Thanks for youe valuable help and please let know if there is any information you need.
potiuk commented 1 year ago

This is your problem to solve. I am not reading all the details, but if you wish to continue this dicussion, then pleas opem a new one - you are piggybacking on someone's different error and different case. You are hijacking this closed issue for somewhat related but different issue.

And please do not add even more issues. You seem to have an issue with designing a company wide solution based on docker-compose that is quite a bit of beyond of "why the quick-start docker compose does not work as advertised". You seem to need a professional paid help on solving the problems if you won't be able to design it on your own.

I am not goiing to have time (in my free time) to solve the problem you have and design a solution that will work for your company and team but can tell you some assumptions of the image we have and point you to the right docs you can read to understand thoroughly what's going on so that you can solve it - and if you want to map into company wide solution for you, you need to map it to those assumptions as you see fit.
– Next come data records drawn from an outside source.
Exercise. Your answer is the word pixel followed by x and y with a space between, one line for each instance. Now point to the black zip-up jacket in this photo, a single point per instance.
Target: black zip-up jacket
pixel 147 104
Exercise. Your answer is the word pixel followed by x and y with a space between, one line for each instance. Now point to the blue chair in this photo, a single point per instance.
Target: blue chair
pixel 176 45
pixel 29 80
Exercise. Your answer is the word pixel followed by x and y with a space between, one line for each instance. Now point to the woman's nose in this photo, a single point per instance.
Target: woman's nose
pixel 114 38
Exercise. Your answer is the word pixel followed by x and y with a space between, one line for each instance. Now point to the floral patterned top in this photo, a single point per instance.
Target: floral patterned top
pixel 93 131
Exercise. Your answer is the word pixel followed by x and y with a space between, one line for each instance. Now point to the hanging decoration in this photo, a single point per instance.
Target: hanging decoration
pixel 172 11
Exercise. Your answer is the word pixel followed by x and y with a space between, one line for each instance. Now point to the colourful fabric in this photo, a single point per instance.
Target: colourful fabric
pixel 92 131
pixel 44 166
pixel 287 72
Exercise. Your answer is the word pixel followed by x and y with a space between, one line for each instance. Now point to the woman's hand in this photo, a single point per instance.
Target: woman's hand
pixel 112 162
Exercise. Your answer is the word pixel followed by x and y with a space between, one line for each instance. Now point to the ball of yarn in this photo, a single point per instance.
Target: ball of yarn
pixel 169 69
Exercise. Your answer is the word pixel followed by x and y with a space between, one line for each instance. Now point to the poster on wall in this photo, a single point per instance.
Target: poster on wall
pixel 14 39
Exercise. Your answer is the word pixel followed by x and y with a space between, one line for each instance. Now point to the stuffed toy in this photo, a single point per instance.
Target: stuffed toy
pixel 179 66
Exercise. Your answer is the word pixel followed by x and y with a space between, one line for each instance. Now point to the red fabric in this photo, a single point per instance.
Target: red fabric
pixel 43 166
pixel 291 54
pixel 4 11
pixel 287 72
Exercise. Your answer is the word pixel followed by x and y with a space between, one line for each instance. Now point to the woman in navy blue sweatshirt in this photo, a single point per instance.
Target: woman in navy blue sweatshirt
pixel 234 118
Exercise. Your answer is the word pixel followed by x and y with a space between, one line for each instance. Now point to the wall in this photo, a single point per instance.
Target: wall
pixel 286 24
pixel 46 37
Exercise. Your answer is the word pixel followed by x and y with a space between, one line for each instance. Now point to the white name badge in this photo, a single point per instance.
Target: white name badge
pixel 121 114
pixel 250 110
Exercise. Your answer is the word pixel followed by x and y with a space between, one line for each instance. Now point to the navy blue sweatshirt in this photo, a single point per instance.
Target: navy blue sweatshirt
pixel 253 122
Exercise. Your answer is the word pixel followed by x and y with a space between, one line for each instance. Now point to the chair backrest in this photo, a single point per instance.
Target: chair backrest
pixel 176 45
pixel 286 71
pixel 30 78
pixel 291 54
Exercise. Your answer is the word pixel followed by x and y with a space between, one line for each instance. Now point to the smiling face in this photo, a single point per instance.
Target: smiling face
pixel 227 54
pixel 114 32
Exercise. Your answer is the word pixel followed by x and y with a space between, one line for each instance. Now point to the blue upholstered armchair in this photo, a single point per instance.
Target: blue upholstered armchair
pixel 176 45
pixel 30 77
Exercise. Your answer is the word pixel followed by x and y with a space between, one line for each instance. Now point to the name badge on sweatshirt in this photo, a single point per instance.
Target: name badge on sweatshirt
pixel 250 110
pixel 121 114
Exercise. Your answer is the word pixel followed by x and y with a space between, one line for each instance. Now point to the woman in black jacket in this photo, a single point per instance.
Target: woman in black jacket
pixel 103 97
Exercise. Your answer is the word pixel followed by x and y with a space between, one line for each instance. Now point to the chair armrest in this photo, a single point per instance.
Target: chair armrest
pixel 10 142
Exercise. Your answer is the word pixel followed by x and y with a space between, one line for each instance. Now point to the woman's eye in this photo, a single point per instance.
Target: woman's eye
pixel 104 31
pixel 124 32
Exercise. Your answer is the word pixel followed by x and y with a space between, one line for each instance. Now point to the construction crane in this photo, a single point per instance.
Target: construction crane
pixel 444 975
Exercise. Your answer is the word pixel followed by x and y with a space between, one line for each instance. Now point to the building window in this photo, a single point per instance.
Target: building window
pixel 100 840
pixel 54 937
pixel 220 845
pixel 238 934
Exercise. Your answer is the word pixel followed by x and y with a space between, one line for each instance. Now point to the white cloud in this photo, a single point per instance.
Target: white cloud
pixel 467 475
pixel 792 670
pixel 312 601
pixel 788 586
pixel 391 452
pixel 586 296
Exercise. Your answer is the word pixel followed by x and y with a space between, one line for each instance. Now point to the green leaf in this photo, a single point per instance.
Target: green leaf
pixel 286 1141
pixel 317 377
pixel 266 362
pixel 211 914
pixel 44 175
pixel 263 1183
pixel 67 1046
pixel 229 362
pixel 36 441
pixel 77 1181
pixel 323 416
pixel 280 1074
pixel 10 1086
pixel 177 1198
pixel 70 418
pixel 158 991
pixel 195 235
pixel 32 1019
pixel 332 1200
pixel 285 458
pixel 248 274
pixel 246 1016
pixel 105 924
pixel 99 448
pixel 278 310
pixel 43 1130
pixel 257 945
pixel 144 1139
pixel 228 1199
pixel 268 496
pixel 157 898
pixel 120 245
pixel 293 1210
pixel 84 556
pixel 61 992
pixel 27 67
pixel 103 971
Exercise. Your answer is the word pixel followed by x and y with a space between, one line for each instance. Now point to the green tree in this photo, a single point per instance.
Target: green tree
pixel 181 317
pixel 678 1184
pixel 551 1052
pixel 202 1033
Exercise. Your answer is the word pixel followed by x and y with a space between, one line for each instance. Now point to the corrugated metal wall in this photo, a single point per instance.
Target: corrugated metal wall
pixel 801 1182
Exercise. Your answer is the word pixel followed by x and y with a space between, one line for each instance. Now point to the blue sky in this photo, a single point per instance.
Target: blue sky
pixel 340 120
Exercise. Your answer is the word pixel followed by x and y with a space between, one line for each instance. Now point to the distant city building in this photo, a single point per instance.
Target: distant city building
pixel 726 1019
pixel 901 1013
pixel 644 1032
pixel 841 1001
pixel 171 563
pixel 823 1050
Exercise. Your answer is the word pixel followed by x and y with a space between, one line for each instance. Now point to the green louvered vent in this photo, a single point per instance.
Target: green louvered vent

If you are trying to use the docker compose ("quick start") of ours to be able to do your "company wide" deployment you are mostly on your own to make it works well for your case (this is how docker-compose works) and you shoudl modify it to fit your needs. Our quick-start docker-compose is just a starting point and reference for someone to write their own (if they wish) and (as indicated in the docker-compose) it has plenthy of things that you will likely have to modify and design your own docker-compose that you need to do to make it works.

I think (but I will have no time to dive-deep into your solution - we are all here helping in our free time, so I can give at most some generic advice.

The image of airlfow works with the assumption that either you have "airflow" owned files and folders or "0" group owned ones (this is for open-shift compatibility). See all the details about it in the docs: https://airflow.apache.org/docs/docker-stack/entrypoint.html . What you happanes when you use different uid the entrypoint (and it is all described in the docs) creates a new user, makes it belongs to "0" group and sets it home to same as "airflow" user. And all the files and folders etc should be owned and created by the "0" group and read/write works for them to make it works. So if you wish to do it and share files and folders somehow you need make sure "0" group owns it. If you are using "airflow" user by default, you should just make sure that your volumes are read/write for "airflow" users.

How to do it exactly if you build some kind of sharing and git based on the docker compose is primarily your job to figure out, depends what you want to do. I have no ready-recipes here I am afrais.

MingTaLee commented 1 year ago

Thanks for your input and info. Will test with a fresh new VM to pinpoint the issues.